A demora no reconhecimento das perdas com a participada angolana nas contas do Banco Espírito Santo (BES) é um dos temas centrais na audição do presidente da KPMG Portugal na comissão parlamentar de inquérito aos atos de gestão do BES e do Grupo Espírito Santo (GES).
Sikandar Sattar, escutado nesta terça-feira, justificou a opção da KPMG de não recomendar a constituição de uma provisão no BES nas contas de 2013 com a concessão de uma garantia do estado angolano equivalente a 4,3 mil milhões de euros para responder ao elevado risco de incumprimento dos clientes do BESA. Estes créditos tinham sido concedidos com base no financiamento avançado pela casa-mãe, o Banco Espírito Santo.
Esta garantia soberana só foi dada em novembro de 2013 e foi considerada válida pelo Banco de Portugal, não obstante o supervisor ter entretanto decidido que o aval de Luanda não contaria para o cálculo dos rácios financeiros do BES.
A deputada do Bloco de Esquerda, Mariana Mortágua, quis saber porque não foi constituída uma garantia antes de 2013, uma vez que a situação de grandes volumes de crédito mal parado tinha sido já detetada em 2012 nas contas do BESA que eram auditadas pela KPMG Angola.
Presidente da KPMG Portugal é presidente da KPMG Angola
Sikander Sattar respondeu que o reporte então feito pela auditora do BESA apontava para a existência de limitações operacionais, sobretudo a nível de sistema informático, que não permitiam saber a dimensão de eventuais perdas. Só em 2013, acrescenta, foi feita a reavaliação das hipotecas dadas como garantia a esses créditos centrados no setor imobiliário, que levou à concessão da garantia pessoal de Luanda negociada diretamente entre Ricardo Salgado e o presidente angolano.
Mas quando o PS voltou a questionar as razões por trás desta garantia, Sikander Sattar invocou sigilo profissional relacionado com a legislação angolana, o que levou o deputado João Galamba a pedir a audição do presidente da KPMG Angola que também é Sikander Sattar.
Resolução do BES ficou mais cara por causa de Angola
A garantia soberana de Angola ainda “salvou” o BES de uma situação de incumprimento de rácios de capital durante alguns meses. Mesmo os prejuízos colossais do primeiro semestre não reconheciam perdas potenciais relacionadas com esta situação. As necessidades mínimas de capital, que então seriam de 1,5 a 1,6 mil milhões de euros, disparam num cenário de reconhecimento das perdas relativas a Angola e aproximam-se do valor da recapitalização feita na resolução do banco, 4900 milhões de euros.
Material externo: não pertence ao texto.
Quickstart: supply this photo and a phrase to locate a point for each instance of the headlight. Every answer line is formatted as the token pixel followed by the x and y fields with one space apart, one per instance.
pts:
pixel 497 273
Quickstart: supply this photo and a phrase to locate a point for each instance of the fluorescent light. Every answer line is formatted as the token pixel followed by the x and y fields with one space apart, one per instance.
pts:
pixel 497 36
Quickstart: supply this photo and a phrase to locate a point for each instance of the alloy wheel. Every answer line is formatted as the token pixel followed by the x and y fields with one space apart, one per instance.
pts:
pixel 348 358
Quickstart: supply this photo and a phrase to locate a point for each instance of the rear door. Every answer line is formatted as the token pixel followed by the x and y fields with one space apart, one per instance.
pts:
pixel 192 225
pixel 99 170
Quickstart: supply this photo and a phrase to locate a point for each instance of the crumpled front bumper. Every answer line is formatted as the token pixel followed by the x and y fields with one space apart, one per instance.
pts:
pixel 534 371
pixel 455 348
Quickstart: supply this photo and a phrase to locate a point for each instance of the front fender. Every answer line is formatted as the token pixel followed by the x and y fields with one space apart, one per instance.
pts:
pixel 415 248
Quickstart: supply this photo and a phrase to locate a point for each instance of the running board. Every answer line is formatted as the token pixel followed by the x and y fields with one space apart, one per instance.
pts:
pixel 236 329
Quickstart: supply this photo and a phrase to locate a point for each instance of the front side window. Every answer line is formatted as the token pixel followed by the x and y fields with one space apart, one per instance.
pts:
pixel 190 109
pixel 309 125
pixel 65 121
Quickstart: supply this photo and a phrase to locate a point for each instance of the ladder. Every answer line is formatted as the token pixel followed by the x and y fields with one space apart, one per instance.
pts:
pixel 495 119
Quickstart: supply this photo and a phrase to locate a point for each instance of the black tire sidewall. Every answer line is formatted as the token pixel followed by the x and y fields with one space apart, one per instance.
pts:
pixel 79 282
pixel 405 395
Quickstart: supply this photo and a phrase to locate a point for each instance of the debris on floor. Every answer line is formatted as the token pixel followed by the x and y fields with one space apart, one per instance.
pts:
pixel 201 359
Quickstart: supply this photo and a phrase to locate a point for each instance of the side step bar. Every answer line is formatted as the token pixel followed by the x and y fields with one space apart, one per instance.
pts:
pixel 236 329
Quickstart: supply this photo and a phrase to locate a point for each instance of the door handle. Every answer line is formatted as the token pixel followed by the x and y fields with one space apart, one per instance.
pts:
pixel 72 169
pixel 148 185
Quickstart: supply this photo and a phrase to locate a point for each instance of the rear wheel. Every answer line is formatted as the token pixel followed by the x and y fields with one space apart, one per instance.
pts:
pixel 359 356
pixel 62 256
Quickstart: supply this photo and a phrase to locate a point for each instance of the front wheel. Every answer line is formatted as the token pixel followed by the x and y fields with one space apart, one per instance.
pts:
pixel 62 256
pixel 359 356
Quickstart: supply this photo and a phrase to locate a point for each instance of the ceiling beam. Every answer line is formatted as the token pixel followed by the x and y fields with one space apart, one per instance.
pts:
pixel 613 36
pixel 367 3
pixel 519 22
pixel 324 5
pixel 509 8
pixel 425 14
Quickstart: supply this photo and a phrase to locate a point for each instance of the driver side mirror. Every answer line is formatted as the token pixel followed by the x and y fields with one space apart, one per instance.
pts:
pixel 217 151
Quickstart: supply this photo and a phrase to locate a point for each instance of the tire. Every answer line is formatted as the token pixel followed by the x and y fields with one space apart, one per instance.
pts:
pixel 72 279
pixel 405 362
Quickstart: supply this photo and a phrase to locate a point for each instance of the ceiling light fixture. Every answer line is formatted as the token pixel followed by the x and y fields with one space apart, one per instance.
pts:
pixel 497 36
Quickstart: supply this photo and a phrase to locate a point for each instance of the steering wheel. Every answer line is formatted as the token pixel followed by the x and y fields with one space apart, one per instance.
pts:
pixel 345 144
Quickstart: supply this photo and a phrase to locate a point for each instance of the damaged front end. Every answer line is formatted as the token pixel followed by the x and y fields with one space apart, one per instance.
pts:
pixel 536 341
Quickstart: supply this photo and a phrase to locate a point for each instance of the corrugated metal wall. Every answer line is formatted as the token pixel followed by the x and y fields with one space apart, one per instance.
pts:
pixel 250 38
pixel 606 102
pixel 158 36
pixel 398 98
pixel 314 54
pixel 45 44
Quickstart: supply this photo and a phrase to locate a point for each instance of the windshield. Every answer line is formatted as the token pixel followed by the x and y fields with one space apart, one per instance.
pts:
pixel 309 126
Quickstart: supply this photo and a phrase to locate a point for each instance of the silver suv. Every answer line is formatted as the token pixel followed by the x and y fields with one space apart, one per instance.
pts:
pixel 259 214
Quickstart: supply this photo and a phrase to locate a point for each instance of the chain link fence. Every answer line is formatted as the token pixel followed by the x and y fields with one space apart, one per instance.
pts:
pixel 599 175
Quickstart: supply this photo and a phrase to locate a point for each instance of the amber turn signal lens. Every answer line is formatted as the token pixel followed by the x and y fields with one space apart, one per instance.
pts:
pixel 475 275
Só depois de decidida a resolução do BES é que Angola revogou a garantia e as perdas foram assumidas na sua totalidade pelo banco mau, pesando no custo da solução. O crédito concedido pelo BES à filial angolana foi transferido para o Novo Banco a preço zero. O Novo Banco ficará com todo o crédito for recuperado. O BESA entretanto já foi recapitalizado com novos acionistas angolanos, à revelia do BES.